- Born: Bella Zulkowich April 8, 1903 New York, New York, U.S.
- Died: May 22, 1998 (age 95) New York, New York, U.S.
- Occupations: Political scientist, college professor, labor leader

= Belle Zeller =

American political scientist

Belle Zeller (April 8, 1903 – May 22, 1998), originally Bella Zulkowich, was an American political economist and labor leader. She was a professor at Brooklyn College, and led the union of City University of New York (CUNY) professors for over thirty years.

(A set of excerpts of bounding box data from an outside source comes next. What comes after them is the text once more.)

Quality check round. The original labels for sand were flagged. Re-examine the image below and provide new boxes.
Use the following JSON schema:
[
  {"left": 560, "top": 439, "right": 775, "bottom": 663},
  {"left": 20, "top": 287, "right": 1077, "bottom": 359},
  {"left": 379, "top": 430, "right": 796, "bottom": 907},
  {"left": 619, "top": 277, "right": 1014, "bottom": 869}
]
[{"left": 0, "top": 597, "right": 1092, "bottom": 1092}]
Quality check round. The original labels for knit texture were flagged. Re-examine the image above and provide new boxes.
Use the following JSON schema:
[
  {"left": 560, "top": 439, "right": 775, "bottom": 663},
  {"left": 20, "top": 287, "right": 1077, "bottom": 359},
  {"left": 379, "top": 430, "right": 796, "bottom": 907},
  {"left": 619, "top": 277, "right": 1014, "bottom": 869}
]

==Early life and education==
Zeller was born in New York City, one of the nine children of Davis Zeller and Celia Zeller. Her parents were Jewish immigrants from Eastern Europe. She graduated from Hunter College High School and from Hunter College, where she earned a bachelor's degree in 1924, and a master's degree in 1926. She completed a Ph.D. in political science at Columbia University in 1937, with a dissertation titled Pressure Politics in New York, about lobbying in the state legislature. She was a member of Phi Beta Kappa.

==Career==
Zeller was one of the founding professors of Brooklyn College. She was promoted to the rank of full professor in 1951, against the protests of the Joint Committee Against Communism in New York City. She chaired the Legislative Conference of the City Colleges, which became the union representing CUNY professors, from 1944 to 1972. The Legislative Conference merged with the United Federation of College Teachers in 1972; she was president of the merged body, called the Professional Staff Congress, for another four years, until she retired in 1976.

Zeller was one of many Brooklyn College professors subpoenaed and appearing a hostile witness before the Rapp-Coudert Committee in 1940. She served on the executive council of the American Political Science Association from 1947 to 1949. In 1953 she spoke to the National Municipal League's annual conference. She testified before a congressional hearing on public employee organizations in 1972. In 1976, she toured the United States, consulting on collective bargaining for public employees. In 1979 the Professional Staff Congress established the Belle Zeller Scholarship Trust Fund in recognition of her decades of service to CUNY and the union. In 1980 she received the President's Medal from Brooklyn College, to mark the school's 50th anniversary celebration.

==Publications==
Zeller's research concerned state legislatures and the regulation of lobbying and pressure groups. Her articles appeared in scholarly journals including Public Administration Review, American Political Science Review, and The Annals of the American Academy of Political and Social Science.
- Pressure Politics in New York (1937, reprinted 1967)
- "State Agencies and Lawmaking" (1942, with Elisabeth McK. Scott and Frieda S. Miller)
- "The Federal Regulation of Lobbying Act" (1948)
- "The Repeal of P.R. in New York City—Ten Years in Retrospect" (1948, with Hugh A. Bone)
- "Regulation of Pressure Groups and Lobbyists" (1958)
- American State Legislatures (editor and co-author)

==Personal life==
Zeller survived being hit by a bus when she was 83. She died in 1998, at the age of 95, at her home in Manhattan.